Sample	abcZ	adk	aroE	fumC	gdh	pdhC	pgm	ST
ERR026529	231	180	306	612	269	277	260	10174
-----
Sample	abcZ	adk	aroE	fumC	gdh	pdhC	pgm	ST
ERR026529	231	180	306	612	269	277	260	10174
-----
Sample	abcZ	adk	aroE	fumC	gdh	pdhC	pgm	ST
ERR026529	231	180	306	612	269	277	260	10174
-----
Sample	abcZ	adk	aroE	fumC	gdh	pdhC	pgm	ST
ERR026529	231	180	306	612	269	277	260	10174
-----
Sample	abcZ	adk	aroE	fumC	gdh	pdhC	pgm	ST
ERR026529	231	180	306	612	269	277	260	10174
-----

ar0ch avatar Aug 09 '24 03:08 ar0ch

I appreciate the clarification. I have 2 more questions if you don't mind.

  1. Is StringMLST applicable on Oxford Nanopore Technologies (long reads), I have the amplicon from 7 housekeeping genes sequenced.
  2. I also used RAxML on the variant calling from mpileup files including all fastq files, some samples have the same ST predicted and in the tree they do not seem to cluster together.

ralphmatar avatar Aug 18 '24 16:08 ralphmatar

Screenshot from 2024-08-18 18-35-39 This is an example

ralphmatar avatar Aug 18 '24 16:08 ralphmatar

  1. Is StringMLST applicable on Oxford Nanopore Technologies (long reads), I have the amplicon from 7 housekeeping genes sequenced.

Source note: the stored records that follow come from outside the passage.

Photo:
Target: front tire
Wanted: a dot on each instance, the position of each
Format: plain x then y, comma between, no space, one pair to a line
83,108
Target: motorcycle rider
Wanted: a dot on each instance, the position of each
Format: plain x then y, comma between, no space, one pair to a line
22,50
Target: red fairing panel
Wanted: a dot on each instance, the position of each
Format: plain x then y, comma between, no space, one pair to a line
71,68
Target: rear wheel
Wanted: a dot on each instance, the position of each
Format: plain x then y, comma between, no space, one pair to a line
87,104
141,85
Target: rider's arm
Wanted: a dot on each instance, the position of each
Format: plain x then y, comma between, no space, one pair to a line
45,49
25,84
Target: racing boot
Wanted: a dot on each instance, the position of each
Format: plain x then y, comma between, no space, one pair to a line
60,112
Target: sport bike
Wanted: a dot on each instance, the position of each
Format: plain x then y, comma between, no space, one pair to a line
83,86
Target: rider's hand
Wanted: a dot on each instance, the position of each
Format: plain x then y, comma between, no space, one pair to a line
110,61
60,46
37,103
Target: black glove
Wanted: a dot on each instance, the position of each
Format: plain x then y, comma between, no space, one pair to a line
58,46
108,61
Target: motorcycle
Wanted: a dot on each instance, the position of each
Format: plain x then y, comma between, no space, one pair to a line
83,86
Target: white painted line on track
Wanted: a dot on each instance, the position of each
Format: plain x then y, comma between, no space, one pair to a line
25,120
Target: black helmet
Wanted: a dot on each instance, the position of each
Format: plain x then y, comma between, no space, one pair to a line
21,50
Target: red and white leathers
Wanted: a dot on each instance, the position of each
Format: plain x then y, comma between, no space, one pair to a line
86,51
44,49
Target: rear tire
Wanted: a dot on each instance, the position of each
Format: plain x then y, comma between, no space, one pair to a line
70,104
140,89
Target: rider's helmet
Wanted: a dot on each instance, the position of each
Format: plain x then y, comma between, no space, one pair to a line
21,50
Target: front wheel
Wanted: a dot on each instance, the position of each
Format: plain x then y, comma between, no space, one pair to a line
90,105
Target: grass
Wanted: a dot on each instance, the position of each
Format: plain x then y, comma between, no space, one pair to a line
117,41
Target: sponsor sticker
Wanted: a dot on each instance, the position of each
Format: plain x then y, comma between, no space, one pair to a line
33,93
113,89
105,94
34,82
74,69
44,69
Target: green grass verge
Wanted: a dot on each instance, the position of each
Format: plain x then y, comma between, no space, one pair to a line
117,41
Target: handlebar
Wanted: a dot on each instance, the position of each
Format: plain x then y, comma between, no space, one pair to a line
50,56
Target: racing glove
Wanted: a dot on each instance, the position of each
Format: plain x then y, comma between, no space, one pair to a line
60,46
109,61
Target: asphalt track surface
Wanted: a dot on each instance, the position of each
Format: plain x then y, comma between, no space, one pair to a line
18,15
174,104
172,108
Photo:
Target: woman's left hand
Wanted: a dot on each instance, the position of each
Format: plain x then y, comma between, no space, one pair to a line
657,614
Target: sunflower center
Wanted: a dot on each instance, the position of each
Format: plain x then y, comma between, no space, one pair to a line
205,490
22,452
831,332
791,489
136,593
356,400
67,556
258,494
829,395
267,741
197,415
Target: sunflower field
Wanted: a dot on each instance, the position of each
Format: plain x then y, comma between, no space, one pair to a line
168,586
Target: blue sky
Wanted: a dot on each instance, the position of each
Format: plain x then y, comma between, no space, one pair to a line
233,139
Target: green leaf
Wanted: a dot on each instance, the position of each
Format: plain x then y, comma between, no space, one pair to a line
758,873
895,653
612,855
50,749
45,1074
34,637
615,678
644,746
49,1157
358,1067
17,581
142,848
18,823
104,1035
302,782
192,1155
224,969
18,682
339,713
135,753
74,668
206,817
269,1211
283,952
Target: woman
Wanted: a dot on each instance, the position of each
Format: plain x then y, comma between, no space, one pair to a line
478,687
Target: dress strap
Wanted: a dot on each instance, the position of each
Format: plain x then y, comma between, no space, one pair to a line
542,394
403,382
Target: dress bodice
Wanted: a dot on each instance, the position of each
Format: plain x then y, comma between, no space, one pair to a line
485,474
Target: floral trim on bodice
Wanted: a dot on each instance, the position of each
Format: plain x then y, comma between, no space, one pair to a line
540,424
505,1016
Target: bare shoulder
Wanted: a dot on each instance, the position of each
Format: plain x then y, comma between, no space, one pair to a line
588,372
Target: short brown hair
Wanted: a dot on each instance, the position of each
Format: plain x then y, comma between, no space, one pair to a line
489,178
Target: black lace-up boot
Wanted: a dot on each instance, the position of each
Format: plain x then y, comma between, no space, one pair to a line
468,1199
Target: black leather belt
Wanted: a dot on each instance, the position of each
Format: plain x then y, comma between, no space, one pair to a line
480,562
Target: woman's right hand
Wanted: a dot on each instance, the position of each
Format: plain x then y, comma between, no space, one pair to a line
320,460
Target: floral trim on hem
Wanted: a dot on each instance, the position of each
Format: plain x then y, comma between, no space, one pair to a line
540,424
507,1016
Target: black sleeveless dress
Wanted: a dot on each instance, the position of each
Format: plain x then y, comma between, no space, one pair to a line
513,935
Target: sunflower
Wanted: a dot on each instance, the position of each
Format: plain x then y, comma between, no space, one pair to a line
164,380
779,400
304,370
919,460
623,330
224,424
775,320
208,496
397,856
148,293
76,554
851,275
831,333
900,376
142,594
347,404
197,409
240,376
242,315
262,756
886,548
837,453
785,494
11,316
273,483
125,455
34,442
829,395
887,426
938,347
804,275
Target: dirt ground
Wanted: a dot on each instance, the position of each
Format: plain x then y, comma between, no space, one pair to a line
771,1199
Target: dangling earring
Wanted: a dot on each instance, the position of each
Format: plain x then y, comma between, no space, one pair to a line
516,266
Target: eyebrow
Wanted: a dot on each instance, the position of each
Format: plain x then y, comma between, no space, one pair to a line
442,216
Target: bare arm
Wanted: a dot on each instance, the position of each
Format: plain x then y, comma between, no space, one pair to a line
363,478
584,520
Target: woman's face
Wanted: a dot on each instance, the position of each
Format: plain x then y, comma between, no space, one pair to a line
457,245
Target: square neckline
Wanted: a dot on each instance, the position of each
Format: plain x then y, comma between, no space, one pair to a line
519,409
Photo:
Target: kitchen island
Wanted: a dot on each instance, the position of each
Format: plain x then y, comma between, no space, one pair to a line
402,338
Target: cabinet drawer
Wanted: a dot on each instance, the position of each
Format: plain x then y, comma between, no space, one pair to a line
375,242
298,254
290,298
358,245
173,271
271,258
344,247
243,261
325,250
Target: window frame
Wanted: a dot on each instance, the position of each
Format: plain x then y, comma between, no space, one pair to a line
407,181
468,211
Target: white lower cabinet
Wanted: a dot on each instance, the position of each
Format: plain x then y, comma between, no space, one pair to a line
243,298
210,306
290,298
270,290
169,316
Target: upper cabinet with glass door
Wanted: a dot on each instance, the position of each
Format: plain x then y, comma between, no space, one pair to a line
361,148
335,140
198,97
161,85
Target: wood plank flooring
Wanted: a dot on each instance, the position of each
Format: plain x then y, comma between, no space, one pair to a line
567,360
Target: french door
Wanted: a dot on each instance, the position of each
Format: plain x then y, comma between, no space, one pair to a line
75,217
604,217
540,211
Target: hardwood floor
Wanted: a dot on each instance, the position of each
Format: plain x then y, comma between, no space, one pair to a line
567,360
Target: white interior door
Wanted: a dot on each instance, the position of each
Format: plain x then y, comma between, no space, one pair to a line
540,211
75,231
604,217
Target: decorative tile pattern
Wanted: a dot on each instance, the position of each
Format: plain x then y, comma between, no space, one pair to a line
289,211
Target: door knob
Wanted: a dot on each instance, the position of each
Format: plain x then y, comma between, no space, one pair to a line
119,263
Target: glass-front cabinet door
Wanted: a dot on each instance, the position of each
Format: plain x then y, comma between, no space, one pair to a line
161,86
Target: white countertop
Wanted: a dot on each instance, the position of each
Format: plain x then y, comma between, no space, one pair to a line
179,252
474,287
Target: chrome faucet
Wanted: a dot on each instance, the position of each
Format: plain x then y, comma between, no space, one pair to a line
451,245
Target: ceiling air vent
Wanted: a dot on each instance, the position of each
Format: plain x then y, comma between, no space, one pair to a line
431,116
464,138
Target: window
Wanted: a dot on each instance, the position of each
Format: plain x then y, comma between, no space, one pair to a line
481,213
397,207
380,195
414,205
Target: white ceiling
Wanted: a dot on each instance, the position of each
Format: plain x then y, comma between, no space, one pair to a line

Technically yes, though it's sensitive to read errors, which tend to be more prevalent in ONT reads, and converges to a solution better with higher read count which can sometimes be an issue with ONT reads. If you have high coverage ONT, error corrected data you should be fine.

  1. I also used RAxML on the variant calling from mpileup files including all fastq files, some samples have the same ST predicted and in the tree they do not seem to cluster together.

Variant calling provides much more fine grained data - remember an ST is 7 data points, variant calls could be hundreds or thousands. STs are an approximation of genetic relatedness (more phenotype than genotype). They may not cluster in the same branch but they'll likely appear in the same subtree.